Personal information
- Full name: Wayne Kenneth Otway
- Date of birth: 24 June 1956 (age 68)
- Original team(s): East Perth (WAFL)
- Draft: No. 8, 1981 interstate draft
- Height: 168 cm (5 ft 6 in)
- Weight: 73 kg (161 lb)

Playing career^{1}
- Years: Club / Games (Goals)
- 1975: Swan Districts (WAFL) / 001 00(0)
- 1976–1986: East Perth (WAFL) / 143 (231)
- 1982–1983: Essendon (VFL) / 036 0(65)
- Total:  / 180 (296)
- ^{1} Playing statistics correct to the end of 1986.

= Wayne Otway =

Australian rules footballer

Wayne Kenneth Otway (born 24 June 1956) is a former Australian rules footballer who played with Essendon in the Victorian Football League (VFL).

Otway was unable to play a WANFL game while at Swan Districts and had to wait until he switched to East Perth to make his senior debut. He was a member of East Perth's 1978 premiership team and in 1980 won their "Best and Fairest" the F. D. Book Medal.

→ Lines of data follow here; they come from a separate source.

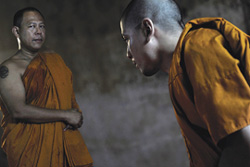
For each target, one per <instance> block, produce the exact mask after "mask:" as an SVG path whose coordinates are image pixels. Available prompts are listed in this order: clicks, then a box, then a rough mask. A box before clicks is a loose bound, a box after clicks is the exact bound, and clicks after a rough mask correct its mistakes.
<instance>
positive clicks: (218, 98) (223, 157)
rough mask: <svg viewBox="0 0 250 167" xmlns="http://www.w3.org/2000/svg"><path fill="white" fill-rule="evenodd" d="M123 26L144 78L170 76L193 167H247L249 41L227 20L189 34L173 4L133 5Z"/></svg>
mask: <svg viewBox="0 0 250 167" xmlns="http://www.w3.org/2000/svg"><path fill="white" fill-rule="evenodd" d="M120 26H121V34H122V36H123V38H124V40H125V41H126V43H127V57H128V58H130V59H131V60H132V62H133V63H134V64H135V65H136V66H137V67H138V68H139V70H140V71H141V72H142V73H143V74H144V75H146V76H151V75H153V74H155V73H156V72H158V71H159V70H162V71H164V72H166V73H169V91H170V96H171V99H172V102H173V106H174V109H175V114H176V118H177V120H178V123H179V125H180V127H181V131H182V134H183V137H184V140H185V143H186V147H187V151H188V154H189V159H190V166H191V167H217V166H219V167H239V166H240V167H249V166H250V126H249V124H250V87H249V84H250V45H249V41H250V37H249V36H248V35H247V34H245V33H244V32H242V31H241V30H240V29H238V28H237V27H235V26H234V25H232V24H231V23H229V22H228V21H226V20H225V19H222V18H200V19H195V20H191V21H190V22H188V23H187V24H186V25H185V27H183V24H182V17H181V14H180V10H179V8H178V6H177V4H176V3H175V1H173V0H153V1H152V0H132V1H131V3H130V4H129V5H128V7H127V8H126V10H125V11H124V13H123V15H122V18H121V21H120ZM183 28H184V29H183Z"/></svg>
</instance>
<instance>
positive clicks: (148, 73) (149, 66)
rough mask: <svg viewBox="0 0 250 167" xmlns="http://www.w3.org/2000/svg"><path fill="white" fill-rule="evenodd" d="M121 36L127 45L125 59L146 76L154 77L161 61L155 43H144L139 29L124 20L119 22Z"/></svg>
mask: <svg viewBox="0 0 250 167" xmlns="http://www.w3.org/2000/svg"><path fill="white" fill-rule="evenodd" d="M120 28H121V35H122V37H123V39H124V40H125V42H126V43H127V57H128V58H129V59H131V60H132V62H133V64H135V66H136V67H137V68H138V69H139V70H140V71H141V72H142V73H143V74H144V75H146V76H151V75H154V74H155V73H156V72H158V71H159V69H160V63H161V59H160V57H159V56H158V55H157V54H156V53H157V52H156V50H157V48H156V45H155V43H154V42H155V41H153V40H150V41H146V37H145V34H144V33H143V31H142V30H141V29H140V28H138V27H137V28H135V27H131V26H130V25H127V24H126V22H125V21H124V19H122V20H121V21H120Z"/></svg>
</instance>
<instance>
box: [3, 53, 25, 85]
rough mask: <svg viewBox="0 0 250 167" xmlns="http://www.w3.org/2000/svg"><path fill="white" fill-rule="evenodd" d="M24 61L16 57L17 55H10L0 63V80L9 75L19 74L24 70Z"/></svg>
mask: <svg viewBox="0 0 250 167" xmlns="http://www.w3.org/2000/svg"><path fill="white" fill-rule="evenodd" d="M26 64H27V62H26V61H24V60H20V59H18V56H17V55H14V56H12V57H10V58H9V59H7V60H5V61H4V62H3V63H2V64H0V80H1V79H6V78H8V77H9V76H11V75H21V74H22V72H23V71H24V70H25V65H26Z"/></svg>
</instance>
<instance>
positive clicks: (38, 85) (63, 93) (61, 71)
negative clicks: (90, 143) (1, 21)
mask: <svg viewBox="0 0 250 167" xmlns="http://www.w3.org/2000/svg"><path fill="white" fill-rule="evenodd" d="M12 32H13V34H14V35H15V37H16V38H17V39H18V41H19V42H20V43H19V49H20V50H19V51H18V52H17V53H16V54H15V55H14V56H12V57H10V58H9V59H7V60H6V61H5V62H4V63H2V64H1V67H0V94H1V100H0V102H1V103H0V105H1V110H2V112H3V115H4V117H3V120H2V127H3V128H4V133H3V136H2V148H3V149H4V151H5V152H6V154H7V159H8V163H9V166H10V167H17V166H20V167H23V166H27V167H55V166H59V167H80V166H81V167H89V166H92V162H93V161H92V159H91V156H90V154H89V152H88V150H87V147H86V145H85V143H84V140H83V138H82V136H81V134H80V132H79V131H78V130H77V128H80V127H81V126H82V123H83V116H82V112H81V111H80V109H79V106H78V104H77V103H76V99H75V95H74V92H73V87H72V73H71V71H70V70H69V69H68V67H67V66H66V65H65V64H64V62H63V60H62V58H61V57H60V56H59V55H58V54H56V53H54V52H43V53H41V52H39V50H40V49H41V47H42V45H43V43H44V41H45V37H46V36H45V23H44V17H43V15H42V14H41V12H40V11H39V10H37V9H35V8H24V9H22V10H20V11H18V12H17V13H16V14H15V16H14V27H13V29H12Z"/></svg>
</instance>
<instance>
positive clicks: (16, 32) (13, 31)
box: [12, 26, 19, 38]
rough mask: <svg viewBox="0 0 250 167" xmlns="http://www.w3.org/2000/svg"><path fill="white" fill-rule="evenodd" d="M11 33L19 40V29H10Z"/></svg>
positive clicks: (16, 26) (18, 28) (17, 27)
mask: <svg viewBox="0 0 250 167" xmlns="http://www.w3.org/2000/svg"><path fill="white" fill-rule="evenodd" d="M12 33H13V34H14V35H15V37H16V38H19V27H17V26H14V27H12Z"/></svg>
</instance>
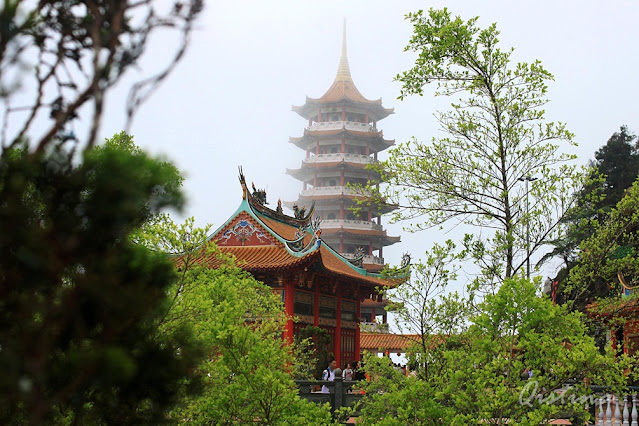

He was already 25 years old when he made the move to Essendon and would spend two seasons with the club.

In 1982, his first season, he amassed 440 disposals at an average of 20 per game. A rover, he missed only one game during the season and was Essendon's second most prolific goal-kicker with 46 goals, three short of Simon Madden. He had played one of his best games when he made his debut in the opening round of the season, against Footscray at Windy Hill. Essendon won by 109 points, with Otway contributing 28 disposals and five goals. His last appearance in 1982 was an elimination final, where he was inaccurate with one goal and four behinds. In the Brownlow Medal count at the end of the year, he finished with nine votes, the equal third most by an Essendon player.

Injuries meant he played only 14 games in 1983, but he still found a lot of the ball, averaging just under 19 disposals. He finished his career back in Western Australia with East Perth.